Month: August 2018

Binary-Class Classification Model for Seismic Bumps Take 2 Using R

Template Credit: Adapted from a template made available by Dr. Jason Brownlee of Machine Learning Mastery.

INTRODUCTION: Mining activity has always been connected with the occurrence of dangers which are commonly called mining hazards. A special case of such a threat is a seismic hazard which frequently occurs in many underground mines. Seismic hazard is the hardest detectable and predictable of natural hazards, and it is comparable to an earthquake. The complexity of seismic processes and big disproportion between the number of low-energy seismic events and the number of high-energy phenomena causes the statistical techniques to be insufficient to predict seismic hazard. Therefore, it is essential to search for new opportunities for better hazard prediction, also using machine learning methods.

In iteration Take1, we had three algorithms with high accuracy results but with dismal Kappa scores. For this iteration, we will examine the viability of using the ROC scores to rank and choose the models.

CONCLUSION: From the previous Take1 iteration, the baseline performance of the eight algorithms achieved an average accuracy of 93.11%. Three algorithms (Random Forest, Support Vector Machine, and Adaboost) achieved the top three accuracy scores after the first round of modeling. After a series of tuning trials, all three algorithms turned in the identical accuracy result of 93.42%, with an identical Kappa score of 0.0. With an imbalanced dataset we have on-hand, we will need to look for another metric or another approach to evaluate the models.

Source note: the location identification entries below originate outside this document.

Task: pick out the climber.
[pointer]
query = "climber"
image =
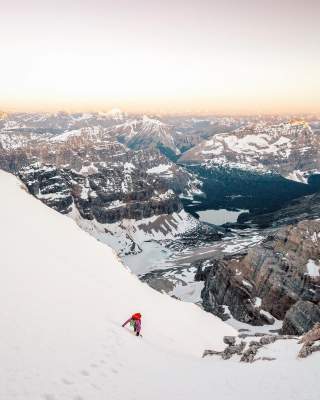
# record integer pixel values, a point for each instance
(135, 322)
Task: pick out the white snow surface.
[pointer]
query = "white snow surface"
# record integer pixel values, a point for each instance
(313, 269)
(63, 297)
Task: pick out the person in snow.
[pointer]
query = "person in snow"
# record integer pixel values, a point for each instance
(135, 322)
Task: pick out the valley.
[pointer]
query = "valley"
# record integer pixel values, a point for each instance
(179, 199)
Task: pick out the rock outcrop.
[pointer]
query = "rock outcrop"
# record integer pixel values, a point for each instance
(301, 317)
(271, 278)
(291, 149)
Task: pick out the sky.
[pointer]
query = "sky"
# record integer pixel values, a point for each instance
(170, 56)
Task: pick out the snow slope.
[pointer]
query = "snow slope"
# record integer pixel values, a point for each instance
(63, 296)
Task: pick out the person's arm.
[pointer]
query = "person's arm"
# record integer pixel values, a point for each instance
(126, 322)
(138, 327)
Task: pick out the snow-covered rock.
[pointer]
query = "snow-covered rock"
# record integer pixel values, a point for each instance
(291, 149)
(63, 297)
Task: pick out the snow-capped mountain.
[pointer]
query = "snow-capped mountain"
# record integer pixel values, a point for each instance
(64, 297)
(122, 197)
(291, 149)
(146, 132)
(118, 204)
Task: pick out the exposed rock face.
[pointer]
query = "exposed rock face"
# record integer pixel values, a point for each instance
(248, 353)
(107, 195)
(224, 286)
(306, 207)
(301, 317)
(311, 342)
(272, 276)
(291, 149)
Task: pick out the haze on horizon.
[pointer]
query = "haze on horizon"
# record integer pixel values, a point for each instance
(204, 56)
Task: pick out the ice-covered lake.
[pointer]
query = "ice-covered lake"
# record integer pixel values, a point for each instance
(219, 217)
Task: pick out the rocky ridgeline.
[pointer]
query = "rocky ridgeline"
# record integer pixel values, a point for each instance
(108, 195)
(278, 278)
(290, 149)
(248, 351)
(305, 207)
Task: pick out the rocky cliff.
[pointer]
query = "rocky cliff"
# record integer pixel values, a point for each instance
(269, 279)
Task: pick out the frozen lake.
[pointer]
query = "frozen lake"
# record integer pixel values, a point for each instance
(219, 217)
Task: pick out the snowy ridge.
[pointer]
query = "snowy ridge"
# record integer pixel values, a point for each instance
(291, 149)
(128, 236)
(63, 299)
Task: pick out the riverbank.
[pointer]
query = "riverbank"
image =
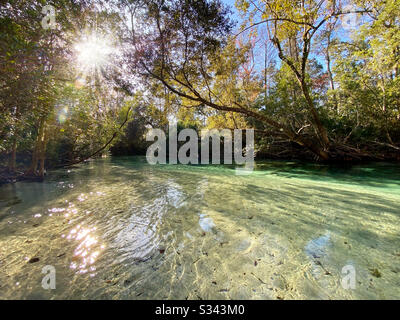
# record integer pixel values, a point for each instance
(7, 176)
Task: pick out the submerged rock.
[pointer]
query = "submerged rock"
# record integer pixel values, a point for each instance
(33, 260)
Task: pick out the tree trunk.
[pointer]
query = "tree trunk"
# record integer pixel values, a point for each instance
(12, 164)
(36, 154)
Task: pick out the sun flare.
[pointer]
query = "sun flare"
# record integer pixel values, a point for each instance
(94, 52)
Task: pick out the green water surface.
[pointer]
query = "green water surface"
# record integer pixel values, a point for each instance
(119, 228)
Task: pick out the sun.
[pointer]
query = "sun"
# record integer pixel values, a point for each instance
(93, 52)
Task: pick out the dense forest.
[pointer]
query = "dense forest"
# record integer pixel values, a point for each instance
(317, 80)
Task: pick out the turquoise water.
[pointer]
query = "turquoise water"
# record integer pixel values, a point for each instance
(118, 228)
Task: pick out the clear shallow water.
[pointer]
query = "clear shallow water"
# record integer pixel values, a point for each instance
(121, 229)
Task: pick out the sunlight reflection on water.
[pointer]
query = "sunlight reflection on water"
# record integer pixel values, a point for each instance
(182, 232)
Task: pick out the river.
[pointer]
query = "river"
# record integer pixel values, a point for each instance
(119, 228)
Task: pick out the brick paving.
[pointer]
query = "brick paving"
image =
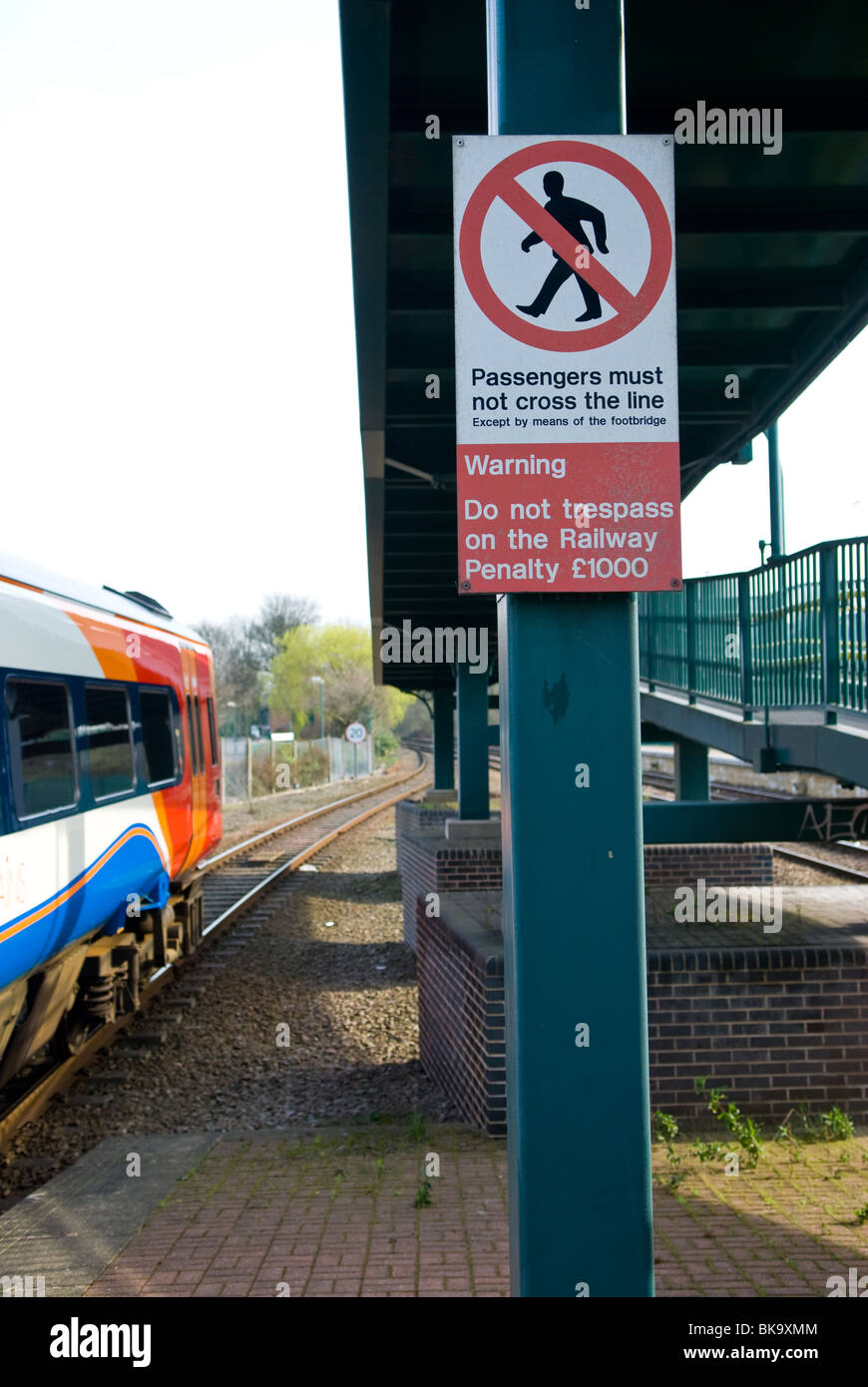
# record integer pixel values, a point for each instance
(333, 1213)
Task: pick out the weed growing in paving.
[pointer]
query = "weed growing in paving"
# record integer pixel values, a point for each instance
(416, 1127)
(423, 1195)
(665, 1131)
(742, 1128)
(821, 1127)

From the current iteration, the baseline performance of the eight algorithms achieved an average ROC score of 71.99%. Three algorithms (Random Forest, Adaboost, and Stochastic Gradient Boosting) achieved the top three ROC scores after the first round of modeling. After a series of tuning trials, Stochastic Gradient Boosting turned in the best ROC result of 78.59, but with a dismal sensitivity score of 0.88%.

The ROC metric has given us a more viable way to evaluate the models, other than using the accuracy scores. However, with an imbalanced dataset that we have on-hand, we still need to look for another approach to further validate our modeling effort.

The HTML formatted report can be found here on GitHub.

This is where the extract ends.